Like galangin, ANF blocked B[a]P and DMBA-induced pre-B cell apoptosis in BU-11/Hepa-1 and BU-11/BMS2 cocultures, respectively (Fig. 1) (Yamaguchi et al., 1997a,b; Mann et al., 1999; Near et al., 1999). Because ANF binds the AhR in vitro (Blank et al., 1987; Gasiewicz et al., 1996), it was proposed that this synthetic flavone suppresses PAH immunotoxicity by AhR antagonism. In the present study, we confirm that ANF binds the AhR in a cell-free system and extend previous studies by demonstrating that ANF prevents AhR-hsp90 destabilization and blocks AhR-ARNT association in intact cells. Furthermore, the failure of ANF to inhibit C₂-ceramide or H₂O₂-induced pre-B cell apoptosis suggests that its antiapoptotic activity may be restricted to apoptosis induced by PAH. These results are consistent with the hypothesis that at least some of the antiapoptotic activity of ANF is caused by AhR antagonism. However, these studies cannot rule out the possibility that ANF has additional activities, such as cytochrome P-450 inhibition, that uniquely affect PAH-induced apoptosis signaling distal to AhR activation.

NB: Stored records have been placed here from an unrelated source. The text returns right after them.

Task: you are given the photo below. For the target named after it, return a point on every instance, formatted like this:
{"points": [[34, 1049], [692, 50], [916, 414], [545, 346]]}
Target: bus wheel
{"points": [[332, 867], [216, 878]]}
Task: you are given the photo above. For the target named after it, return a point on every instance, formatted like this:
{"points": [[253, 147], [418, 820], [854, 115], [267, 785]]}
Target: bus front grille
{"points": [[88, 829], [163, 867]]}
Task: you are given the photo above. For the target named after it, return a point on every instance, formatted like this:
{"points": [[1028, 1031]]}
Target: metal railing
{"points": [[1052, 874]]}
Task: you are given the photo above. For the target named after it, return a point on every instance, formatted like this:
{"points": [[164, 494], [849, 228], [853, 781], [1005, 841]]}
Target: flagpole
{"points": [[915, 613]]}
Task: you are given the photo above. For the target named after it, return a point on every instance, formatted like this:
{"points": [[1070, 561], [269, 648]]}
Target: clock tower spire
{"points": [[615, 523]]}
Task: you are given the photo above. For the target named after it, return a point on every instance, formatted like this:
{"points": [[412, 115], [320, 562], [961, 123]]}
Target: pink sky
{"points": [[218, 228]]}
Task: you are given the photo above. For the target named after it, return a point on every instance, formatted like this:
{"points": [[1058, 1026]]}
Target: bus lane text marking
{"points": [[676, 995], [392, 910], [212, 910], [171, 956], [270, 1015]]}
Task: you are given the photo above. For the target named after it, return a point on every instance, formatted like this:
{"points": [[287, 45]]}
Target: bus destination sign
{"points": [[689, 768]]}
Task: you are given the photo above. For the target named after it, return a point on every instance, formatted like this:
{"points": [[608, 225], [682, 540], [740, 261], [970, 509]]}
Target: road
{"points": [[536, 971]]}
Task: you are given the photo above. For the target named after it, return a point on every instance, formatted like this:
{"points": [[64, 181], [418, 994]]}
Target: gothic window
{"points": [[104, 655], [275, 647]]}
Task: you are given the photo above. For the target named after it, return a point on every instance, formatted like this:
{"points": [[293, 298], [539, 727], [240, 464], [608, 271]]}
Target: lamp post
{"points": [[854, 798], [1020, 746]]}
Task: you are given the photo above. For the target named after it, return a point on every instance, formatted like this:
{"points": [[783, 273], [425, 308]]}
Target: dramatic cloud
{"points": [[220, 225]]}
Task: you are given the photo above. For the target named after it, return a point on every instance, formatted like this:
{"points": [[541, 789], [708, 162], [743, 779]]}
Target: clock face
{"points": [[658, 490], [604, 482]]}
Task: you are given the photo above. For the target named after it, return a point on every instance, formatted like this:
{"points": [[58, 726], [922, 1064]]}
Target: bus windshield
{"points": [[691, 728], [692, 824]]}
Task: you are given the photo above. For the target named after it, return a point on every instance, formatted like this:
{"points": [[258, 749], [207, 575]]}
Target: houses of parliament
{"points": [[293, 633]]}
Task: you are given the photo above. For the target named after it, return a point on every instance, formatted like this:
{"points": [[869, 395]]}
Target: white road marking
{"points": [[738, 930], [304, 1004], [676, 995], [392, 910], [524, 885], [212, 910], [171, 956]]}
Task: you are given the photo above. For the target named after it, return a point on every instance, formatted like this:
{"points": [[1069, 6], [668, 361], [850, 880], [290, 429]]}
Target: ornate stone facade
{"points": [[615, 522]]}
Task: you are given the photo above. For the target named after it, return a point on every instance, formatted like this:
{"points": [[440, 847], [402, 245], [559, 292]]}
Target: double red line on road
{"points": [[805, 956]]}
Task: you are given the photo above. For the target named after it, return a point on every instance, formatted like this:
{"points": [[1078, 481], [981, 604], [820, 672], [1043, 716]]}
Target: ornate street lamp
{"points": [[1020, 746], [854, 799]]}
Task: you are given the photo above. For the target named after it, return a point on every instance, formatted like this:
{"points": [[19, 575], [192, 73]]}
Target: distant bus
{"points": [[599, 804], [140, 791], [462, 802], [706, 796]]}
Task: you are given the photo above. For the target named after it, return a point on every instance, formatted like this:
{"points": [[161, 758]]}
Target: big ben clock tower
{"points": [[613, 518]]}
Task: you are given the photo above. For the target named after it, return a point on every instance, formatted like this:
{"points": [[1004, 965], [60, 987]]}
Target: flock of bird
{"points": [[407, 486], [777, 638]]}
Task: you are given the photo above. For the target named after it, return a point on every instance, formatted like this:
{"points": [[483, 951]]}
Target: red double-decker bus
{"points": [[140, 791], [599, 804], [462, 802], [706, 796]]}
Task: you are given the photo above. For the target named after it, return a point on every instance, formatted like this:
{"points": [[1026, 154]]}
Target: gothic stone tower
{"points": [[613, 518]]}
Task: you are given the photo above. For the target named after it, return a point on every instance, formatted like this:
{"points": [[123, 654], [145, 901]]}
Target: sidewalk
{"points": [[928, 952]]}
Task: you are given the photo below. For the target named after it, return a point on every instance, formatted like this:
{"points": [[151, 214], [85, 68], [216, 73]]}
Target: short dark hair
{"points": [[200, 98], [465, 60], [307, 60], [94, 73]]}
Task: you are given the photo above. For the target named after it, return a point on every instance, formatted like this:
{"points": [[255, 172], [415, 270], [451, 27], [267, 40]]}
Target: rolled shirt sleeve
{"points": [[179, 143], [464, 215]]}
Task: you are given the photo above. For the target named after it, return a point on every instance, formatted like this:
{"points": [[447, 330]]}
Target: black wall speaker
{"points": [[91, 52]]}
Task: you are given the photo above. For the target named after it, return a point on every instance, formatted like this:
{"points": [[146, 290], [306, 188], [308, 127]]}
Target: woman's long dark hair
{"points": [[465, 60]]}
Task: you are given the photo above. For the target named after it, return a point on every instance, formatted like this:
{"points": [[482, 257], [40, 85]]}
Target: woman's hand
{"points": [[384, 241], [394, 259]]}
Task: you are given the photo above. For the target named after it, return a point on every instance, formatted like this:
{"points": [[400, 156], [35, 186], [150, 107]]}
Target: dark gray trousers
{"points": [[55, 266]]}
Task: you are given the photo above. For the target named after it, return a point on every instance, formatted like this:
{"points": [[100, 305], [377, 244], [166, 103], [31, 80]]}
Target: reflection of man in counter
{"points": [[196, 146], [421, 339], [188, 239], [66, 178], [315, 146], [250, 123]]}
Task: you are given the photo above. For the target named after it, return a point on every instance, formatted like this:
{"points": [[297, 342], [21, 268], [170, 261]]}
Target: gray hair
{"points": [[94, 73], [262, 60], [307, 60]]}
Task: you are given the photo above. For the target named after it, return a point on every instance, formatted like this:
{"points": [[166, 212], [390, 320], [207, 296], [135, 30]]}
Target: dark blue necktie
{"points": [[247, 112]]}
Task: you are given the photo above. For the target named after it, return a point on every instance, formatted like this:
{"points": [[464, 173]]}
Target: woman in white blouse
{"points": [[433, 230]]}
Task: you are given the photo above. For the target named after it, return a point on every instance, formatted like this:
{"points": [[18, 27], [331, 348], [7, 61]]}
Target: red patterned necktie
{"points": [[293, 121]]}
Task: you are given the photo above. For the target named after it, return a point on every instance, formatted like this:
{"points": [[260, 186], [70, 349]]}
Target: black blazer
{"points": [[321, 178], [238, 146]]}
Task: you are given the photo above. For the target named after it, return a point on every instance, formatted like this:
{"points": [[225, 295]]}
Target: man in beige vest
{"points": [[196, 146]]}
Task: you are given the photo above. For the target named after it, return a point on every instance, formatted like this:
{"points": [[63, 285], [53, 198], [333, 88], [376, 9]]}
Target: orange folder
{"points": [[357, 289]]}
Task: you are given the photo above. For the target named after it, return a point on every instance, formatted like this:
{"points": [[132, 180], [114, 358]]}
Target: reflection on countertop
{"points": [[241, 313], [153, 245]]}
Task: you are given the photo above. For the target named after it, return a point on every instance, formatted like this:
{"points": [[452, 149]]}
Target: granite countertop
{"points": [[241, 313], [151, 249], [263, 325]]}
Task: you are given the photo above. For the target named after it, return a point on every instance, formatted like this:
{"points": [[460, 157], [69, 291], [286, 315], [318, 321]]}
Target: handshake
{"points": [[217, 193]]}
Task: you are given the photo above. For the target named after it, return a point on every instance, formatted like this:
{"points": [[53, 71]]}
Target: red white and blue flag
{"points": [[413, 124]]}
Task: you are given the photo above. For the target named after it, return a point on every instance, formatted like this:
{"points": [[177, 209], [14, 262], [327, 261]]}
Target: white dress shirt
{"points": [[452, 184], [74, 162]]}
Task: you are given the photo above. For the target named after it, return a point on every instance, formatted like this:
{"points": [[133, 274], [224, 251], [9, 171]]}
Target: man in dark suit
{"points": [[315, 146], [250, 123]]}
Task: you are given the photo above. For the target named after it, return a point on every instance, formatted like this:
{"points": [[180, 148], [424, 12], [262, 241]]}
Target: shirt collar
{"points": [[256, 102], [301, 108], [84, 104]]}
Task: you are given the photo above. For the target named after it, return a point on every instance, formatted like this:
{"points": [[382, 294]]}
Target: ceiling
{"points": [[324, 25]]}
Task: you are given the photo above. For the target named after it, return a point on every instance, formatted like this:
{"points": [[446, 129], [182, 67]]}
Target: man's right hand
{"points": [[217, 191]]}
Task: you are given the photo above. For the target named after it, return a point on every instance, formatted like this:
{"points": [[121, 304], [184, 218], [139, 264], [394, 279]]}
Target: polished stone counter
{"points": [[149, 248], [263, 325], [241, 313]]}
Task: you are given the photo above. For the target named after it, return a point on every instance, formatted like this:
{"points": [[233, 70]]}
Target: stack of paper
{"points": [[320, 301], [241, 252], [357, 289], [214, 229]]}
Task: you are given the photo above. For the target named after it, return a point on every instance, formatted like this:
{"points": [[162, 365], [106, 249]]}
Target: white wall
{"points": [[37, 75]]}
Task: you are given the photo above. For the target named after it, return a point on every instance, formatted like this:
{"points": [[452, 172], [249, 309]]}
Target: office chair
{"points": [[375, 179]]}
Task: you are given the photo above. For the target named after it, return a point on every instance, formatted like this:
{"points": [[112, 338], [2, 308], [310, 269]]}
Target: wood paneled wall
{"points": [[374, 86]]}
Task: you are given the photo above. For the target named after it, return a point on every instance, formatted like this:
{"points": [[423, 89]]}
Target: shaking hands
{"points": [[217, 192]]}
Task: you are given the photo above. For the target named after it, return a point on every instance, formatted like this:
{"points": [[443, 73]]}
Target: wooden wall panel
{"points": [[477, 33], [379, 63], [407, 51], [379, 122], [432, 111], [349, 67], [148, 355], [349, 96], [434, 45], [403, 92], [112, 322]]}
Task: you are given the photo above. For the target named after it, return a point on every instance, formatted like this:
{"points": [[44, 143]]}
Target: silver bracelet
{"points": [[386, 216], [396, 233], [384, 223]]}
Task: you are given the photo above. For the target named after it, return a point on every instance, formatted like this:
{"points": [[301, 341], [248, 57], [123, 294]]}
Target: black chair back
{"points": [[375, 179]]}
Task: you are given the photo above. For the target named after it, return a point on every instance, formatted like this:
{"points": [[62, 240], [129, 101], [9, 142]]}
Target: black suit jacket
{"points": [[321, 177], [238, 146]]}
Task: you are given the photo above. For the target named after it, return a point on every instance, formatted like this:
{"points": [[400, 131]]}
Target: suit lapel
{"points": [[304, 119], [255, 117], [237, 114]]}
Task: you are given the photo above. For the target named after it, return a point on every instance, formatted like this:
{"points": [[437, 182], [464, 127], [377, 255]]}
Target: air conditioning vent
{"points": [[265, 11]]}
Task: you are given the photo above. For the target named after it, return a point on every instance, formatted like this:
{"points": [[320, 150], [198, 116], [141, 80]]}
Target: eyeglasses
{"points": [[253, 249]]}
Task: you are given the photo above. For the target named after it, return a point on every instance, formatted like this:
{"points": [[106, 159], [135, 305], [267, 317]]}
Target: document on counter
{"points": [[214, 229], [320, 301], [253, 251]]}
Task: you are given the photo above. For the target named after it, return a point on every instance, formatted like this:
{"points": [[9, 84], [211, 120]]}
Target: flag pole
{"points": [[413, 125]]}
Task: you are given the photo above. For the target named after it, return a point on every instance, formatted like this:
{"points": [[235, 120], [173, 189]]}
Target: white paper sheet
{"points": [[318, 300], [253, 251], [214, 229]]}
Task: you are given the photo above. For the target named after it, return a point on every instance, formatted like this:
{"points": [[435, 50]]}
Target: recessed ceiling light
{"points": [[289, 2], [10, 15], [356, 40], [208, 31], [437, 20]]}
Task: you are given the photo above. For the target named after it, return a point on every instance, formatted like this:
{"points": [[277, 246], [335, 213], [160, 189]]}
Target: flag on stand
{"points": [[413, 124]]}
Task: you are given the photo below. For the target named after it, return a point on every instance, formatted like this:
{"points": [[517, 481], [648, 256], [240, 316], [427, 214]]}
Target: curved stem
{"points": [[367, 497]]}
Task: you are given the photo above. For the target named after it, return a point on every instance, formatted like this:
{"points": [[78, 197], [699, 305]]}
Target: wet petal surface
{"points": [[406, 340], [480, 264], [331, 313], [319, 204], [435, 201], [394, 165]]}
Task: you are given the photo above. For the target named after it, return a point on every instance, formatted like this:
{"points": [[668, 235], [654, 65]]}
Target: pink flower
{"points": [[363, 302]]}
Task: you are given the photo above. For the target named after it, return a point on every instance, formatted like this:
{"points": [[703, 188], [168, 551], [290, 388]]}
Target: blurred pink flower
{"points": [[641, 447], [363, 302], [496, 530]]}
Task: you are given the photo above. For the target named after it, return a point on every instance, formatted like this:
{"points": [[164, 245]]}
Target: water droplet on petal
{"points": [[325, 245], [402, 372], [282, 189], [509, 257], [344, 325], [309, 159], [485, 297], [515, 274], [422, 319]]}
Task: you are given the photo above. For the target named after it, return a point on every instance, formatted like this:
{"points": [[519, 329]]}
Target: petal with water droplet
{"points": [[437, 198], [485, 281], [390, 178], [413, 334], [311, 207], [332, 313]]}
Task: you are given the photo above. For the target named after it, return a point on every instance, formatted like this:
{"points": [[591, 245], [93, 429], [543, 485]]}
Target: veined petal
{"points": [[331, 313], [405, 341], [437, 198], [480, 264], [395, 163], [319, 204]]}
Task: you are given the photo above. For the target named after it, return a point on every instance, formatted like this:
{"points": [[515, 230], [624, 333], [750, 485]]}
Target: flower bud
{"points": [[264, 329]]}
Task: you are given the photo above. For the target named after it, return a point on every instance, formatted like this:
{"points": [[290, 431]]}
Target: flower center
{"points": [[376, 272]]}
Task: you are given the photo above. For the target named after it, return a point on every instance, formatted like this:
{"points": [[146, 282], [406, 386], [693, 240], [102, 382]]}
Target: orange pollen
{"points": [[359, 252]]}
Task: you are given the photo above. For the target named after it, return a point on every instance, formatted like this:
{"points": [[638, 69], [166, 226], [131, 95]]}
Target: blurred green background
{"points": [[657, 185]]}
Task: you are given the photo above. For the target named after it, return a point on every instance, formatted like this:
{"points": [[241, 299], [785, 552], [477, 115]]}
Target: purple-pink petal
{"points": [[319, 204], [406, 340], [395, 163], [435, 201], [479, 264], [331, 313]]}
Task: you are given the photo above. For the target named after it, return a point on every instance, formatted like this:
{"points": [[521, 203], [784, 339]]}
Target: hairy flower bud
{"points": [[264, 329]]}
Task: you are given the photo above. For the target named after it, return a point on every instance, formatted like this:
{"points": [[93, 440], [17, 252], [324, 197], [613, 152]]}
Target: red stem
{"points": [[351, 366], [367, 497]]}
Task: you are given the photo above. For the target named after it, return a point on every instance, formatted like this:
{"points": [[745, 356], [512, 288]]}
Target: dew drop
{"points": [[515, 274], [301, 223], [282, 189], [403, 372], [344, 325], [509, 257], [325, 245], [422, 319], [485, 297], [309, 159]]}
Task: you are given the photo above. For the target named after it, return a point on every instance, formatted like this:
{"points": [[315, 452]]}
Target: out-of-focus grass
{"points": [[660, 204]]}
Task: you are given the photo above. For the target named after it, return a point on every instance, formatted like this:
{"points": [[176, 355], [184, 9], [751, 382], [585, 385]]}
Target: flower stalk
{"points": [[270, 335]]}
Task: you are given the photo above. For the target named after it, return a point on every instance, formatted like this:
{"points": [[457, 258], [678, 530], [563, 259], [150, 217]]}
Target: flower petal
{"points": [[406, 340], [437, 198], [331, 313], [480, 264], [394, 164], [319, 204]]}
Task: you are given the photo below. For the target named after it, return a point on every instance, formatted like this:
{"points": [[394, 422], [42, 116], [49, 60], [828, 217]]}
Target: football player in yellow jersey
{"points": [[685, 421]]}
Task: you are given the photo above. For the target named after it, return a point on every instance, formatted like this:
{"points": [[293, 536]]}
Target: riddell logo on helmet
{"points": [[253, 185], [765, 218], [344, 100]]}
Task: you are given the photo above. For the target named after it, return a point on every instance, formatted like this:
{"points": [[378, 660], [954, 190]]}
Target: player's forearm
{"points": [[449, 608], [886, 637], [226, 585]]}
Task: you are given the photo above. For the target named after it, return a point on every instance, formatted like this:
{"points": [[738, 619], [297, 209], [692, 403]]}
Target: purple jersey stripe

Finally, one implication of the early block in AhR signaling demonstrated herein is the potential for galangin to moderate multiple AhR-dependent biologic responses. S-ince AhR activation has been implicated in malignant transformation (Kouri et al., 1982; Nebert et al., 1990; Safe and Krishan, 1995; Schimdt and Bradfield, 1996), cytokine secretion, cell growth regulation, cell differentiation, and NF-B activation (reviewed in Nebert et al., 2000), these results suggest the use of this nontoxic bioflavonoid to inhibit multiple aberrant cellular responses to environmental AhR ligands like PAH, dioxins, and planar PCBs.